Collection of Serum and Tissue Samples From Patients With Biopsy-Proved or Suspected Malignant Disease

Selected individuals suspected of having or with prior biopsy proof of malignant disease will be seen in the Urologic Oncology Branch, NCI. Blood samples may be collected at the time of the initial visit and at periodic intervals during the course of the disease. These samples will be stored in the tissue bank of the Urologic Oncology Branch. Aliquots of malignant and normal tissue will be collected at the time of surgery and stored in the tissue bank, Urologic Oncology Branch, NCI. These materials will be used in the research efforts of the Urologic Oncology Branch, NCI.

An Open-label, Randomized Phase 2 Clinical Trial to Evaluate the Efficacy and Safety of the Combination Therapy of SLC-3010 and Axitinib Compared to Axitinib Monotherapy as a Second-line Treatment for Locally Advanced or Metastatic Clear Cell Renal Cell Carcinoma

"This study is a phase 2, randomized study to evaluate the efficacy and safety of SLC-3010 in combination with axitinib versus axitinib monotherapy as second-line treatment in patients with locally advanced or metastatic clear cell renal cell carcinoma (ccRCC). This study includes a screening period, a treatment period, and a follow-up period. All patients will complete a screening period of up to 28 days. During the treatment period, patients will receive either SLC-3010 in combination with axitinib or axitinib monotherapy. Treatment may continue until the occurrence of unacceptable toxicity related to the study intervention, patient refusal for further participation, or disease progression. The patients will be followed up for disease progression and survival for up to 2 years after discontinuation of the study intervention, or until death, consent withdrawal, or the end of this clinical trial, whichever occurs first. For patients who withdraw consent, survival will be followed up via telephone or site visits every 2 months up to death or 12 months after the first administration of the last patient, whichever occurs first, depending on their consent for follow-up. This study consists of two parts: Part 1 is the safety run-in phase for SLC-3010 in combination with axitinib, and Part 2 is a randomized phase 2 trial to compare SLC-3010 in combination with axitinib and axitinib monotherapy.

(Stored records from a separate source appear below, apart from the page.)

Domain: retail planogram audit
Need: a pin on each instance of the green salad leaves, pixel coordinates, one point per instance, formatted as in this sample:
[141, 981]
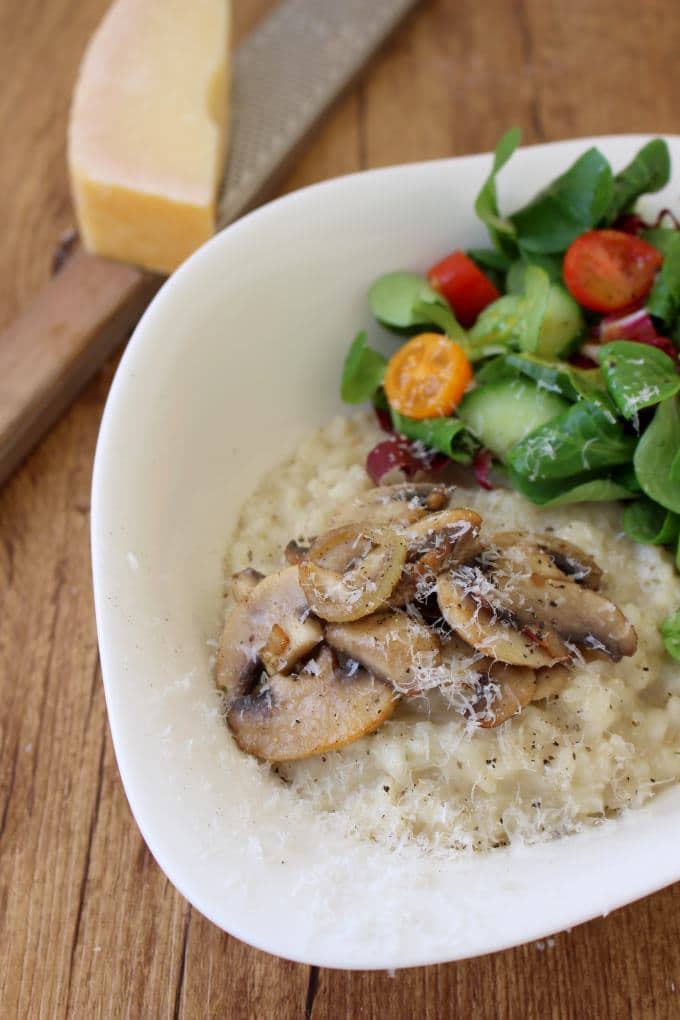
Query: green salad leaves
[562, 429]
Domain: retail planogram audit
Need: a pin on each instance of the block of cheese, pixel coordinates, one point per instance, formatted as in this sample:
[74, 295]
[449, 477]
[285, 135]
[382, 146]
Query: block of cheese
[148, 130]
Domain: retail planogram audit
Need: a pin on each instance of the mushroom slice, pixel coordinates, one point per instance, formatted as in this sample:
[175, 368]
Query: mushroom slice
[311, 712]
[244, 581]
[435, 543]
[505, 692]
[580, 615]
[351, 571]
[472, 607]
[547, 555]
[394, 647]
[277, 601]
[397, 505]
[295, 551]
[551, 681]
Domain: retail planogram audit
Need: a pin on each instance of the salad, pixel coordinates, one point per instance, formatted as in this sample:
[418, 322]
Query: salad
[548, 361]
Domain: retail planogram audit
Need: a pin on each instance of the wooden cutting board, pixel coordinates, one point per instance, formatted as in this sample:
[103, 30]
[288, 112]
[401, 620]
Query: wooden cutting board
[312, 50]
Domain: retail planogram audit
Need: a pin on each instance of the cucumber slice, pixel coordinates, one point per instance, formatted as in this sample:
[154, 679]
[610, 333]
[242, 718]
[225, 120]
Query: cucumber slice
[394, 298]
[502, 413]
[562, 323]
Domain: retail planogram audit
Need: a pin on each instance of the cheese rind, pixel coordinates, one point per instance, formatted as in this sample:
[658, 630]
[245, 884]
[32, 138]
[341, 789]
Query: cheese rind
[148, 130]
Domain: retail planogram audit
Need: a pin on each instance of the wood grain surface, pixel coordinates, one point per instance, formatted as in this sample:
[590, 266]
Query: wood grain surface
[89, 925]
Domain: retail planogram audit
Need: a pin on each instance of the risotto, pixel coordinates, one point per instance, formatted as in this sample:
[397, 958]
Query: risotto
[607, 742]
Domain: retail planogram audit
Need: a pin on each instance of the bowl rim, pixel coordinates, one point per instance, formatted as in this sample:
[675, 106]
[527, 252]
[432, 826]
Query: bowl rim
[116, 398]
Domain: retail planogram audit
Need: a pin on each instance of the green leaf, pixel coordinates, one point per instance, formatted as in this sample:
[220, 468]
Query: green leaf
[660, 238]
[559, 376]
[649, 523]
[637, 375]
[536, 293]
[580, 489]
[516, 318]
[664, 300]
[670, 631]
[441, 315]
[393, 298]
[656, 455]
[648, 171]
[582, 439]
[497, 370]
[575, 202]
[363, 371]
[625, 475]
[489, 258]
[435, 434]
[552, 264]
[486, 206]
[674, 473]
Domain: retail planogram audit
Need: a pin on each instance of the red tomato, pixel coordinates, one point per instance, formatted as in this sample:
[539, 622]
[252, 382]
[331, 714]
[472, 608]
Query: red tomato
[608, 270]
[465, 287]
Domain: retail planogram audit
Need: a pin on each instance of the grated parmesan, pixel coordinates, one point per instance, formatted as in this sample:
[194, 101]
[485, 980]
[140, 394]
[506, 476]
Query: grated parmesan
[609, 742]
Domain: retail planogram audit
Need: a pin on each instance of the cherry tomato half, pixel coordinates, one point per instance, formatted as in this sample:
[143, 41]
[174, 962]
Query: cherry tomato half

A Study of DEG6498 in Participants With Solid Tumors

The goal of this first in human, Phase 1, multi-center, open-label, and 2-part study is to learn whether DEG6498 is safe and tolerable in participants with advanced solid tumors. It will also learn about DEG6498 pharmacokinetics (PK) profile and potential antitumor activity. The main questions it aims to answer are: * what is an appropriate dose to be given to participants? * are the side effects of treatment manageable? Participants who are treated in this study will receive DEG6498 orally once a day and be closely monitored by the treating physicians.

CAR-macrophages for the Treatment of HER2 Overexpressing Solid Tumors

Phase 1, first-in-human, open label study of CAR macrophages in HER2 overexpressing solid tumors.

A Multi Center Study of Sexual Toxicities After Radiotherapy

The purpose of this research is to understand how radiotherapy and other cancer treatments impact sexual function in female cancer patients and to try to answer a question about why some patients who receive radiotherapy are more likely to have side effects than others. The results of this study may improve our understanding of why sexual side effects occur and in turn develop predictive models and biomarkers of sexual side effects and other side effects that may impact sexual function. The results of this study may also lead to improvements in the techniques used to deliver radiotherapy or the development of interventions that will prevent or reduce sexual side effects and improve quality of life for female patients with cancer.